Google’s contribution covers every bill, including full transmission rates that utilities normally discount for large customers. The agreement also incorporates a Clean Energy Accelerator Charge that will fund 1,900 MW of clean‑energy resources and a partnership with privately held Form Energy to build the region’s largest long‑duration energy‑storage project.
"Our data‑center agreement in the Upper Midwest with Google in the quarter sets a high bar for ongoing community development and investment for data centers – protecting residential bills, advancing sustainability goals, and preserving precious water resources in the local community," CEO Bob Frenzel said on Xcel’s Q1 earnings call.
The deal is engineered to keep residential transmission costs low. Xcel projects a 1–2 percent drop in residential rates over the next 15 years, with savings to ratepayers expected to reach $1.10 billion over the contract’s life and up to $1.5 billion over 15 years.
Xcel’s eight‑state footprint could replicate the model. If the cost structure used for the Minnesota campus is applied across the company’s service area, the $60 billion capital plan would represent only the minimum investment needed to support future hyperscale data‑center growth.

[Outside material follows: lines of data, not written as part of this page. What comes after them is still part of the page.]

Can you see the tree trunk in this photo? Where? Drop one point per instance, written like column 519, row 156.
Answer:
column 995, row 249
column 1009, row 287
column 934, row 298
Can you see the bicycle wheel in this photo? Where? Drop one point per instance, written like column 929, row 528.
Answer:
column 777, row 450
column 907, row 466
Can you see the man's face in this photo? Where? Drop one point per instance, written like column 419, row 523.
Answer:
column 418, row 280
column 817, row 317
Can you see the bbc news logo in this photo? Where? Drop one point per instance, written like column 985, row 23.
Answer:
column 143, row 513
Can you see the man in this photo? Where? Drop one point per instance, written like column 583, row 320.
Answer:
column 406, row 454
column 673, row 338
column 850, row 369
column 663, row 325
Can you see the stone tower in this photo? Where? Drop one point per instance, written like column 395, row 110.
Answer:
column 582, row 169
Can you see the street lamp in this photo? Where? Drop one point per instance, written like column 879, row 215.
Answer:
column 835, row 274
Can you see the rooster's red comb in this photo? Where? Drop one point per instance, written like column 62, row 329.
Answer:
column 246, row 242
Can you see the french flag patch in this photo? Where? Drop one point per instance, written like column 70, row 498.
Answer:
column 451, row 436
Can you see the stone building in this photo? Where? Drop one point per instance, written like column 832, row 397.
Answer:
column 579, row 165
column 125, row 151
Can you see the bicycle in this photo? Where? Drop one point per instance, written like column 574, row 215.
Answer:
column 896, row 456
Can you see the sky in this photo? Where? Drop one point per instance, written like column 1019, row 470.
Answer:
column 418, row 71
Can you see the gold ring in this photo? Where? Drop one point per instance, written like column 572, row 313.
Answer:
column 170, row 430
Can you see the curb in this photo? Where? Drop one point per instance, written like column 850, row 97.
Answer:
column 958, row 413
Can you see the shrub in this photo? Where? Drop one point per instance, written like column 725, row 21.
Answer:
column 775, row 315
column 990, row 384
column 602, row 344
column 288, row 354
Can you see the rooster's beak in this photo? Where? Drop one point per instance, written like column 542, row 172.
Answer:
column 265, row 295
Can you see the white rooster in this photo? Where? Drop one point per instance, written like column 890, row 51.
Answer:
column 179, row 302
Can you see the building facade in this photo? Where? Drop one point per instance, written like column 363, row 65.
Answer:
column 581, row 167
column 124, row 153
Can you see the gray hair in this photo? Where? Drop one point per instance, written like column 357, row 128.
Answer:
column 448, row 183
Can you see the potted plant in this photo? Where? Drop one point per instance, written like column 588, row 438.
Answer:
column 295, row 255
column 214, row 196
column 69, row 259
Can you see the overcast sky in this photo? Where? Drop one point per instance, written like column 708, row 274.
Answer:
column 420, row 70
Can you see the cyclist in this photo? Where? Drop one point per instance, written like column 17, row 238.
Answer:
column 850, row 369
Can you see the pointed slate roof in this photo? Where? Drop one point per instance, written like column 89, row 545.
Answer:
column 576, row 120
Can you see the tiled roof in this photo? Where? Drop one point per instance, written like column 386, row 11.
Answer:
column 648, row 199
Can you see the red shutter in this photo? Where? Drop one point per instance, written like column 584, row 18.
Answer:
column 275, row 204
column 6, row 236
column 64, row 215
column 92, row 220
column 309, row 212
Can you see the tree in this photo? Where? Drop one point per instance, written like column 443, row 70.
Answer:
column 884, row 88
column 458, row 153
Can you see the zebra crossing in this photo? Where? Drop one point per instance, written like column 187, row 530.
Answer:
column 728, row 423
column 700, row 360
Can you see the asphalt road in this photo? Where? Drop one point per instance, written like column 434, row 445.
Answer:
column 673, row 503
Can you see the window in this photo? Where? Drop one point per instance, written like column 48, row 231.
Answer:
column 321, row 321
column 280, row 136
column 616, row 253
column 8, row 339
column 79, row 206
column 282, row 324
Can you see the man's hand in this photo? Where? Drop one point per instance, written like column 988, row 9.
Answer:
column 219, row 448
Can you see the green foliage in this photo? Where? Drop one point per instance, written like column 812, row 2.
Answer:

The partnership aligns with Xcel’s long‑term climate commitments. In 2018, the utility set a goal of 100 percent clean, carbon‑free electricity by 2050 and an 80 percent carbon reduction by 2035. The new data‑center agreement is consistent with that trajectory, relying on wind, solar, and battery storage rather than fossil‑fuel generation.
By shifting the burden of infrastructure investment to the data‑center operator, Xcel sidesteps the political backlash that often accompanies ratepayer subsidies for large industrial customers.
Construction timelines for the 750‑MW campus have not yet been disclosed, but Xcel and Google have indicated that the project will support core services such as Google Workspace and Search.
In summary, Xcel Energy’s partnership with Google represents a new model for utility‑hyperscaler collaboration: the deal funds all necessary infrastructure, delivers clean energy, and delivers measurable savings to Minnesota ratepayers while supporting the company’s climate goals.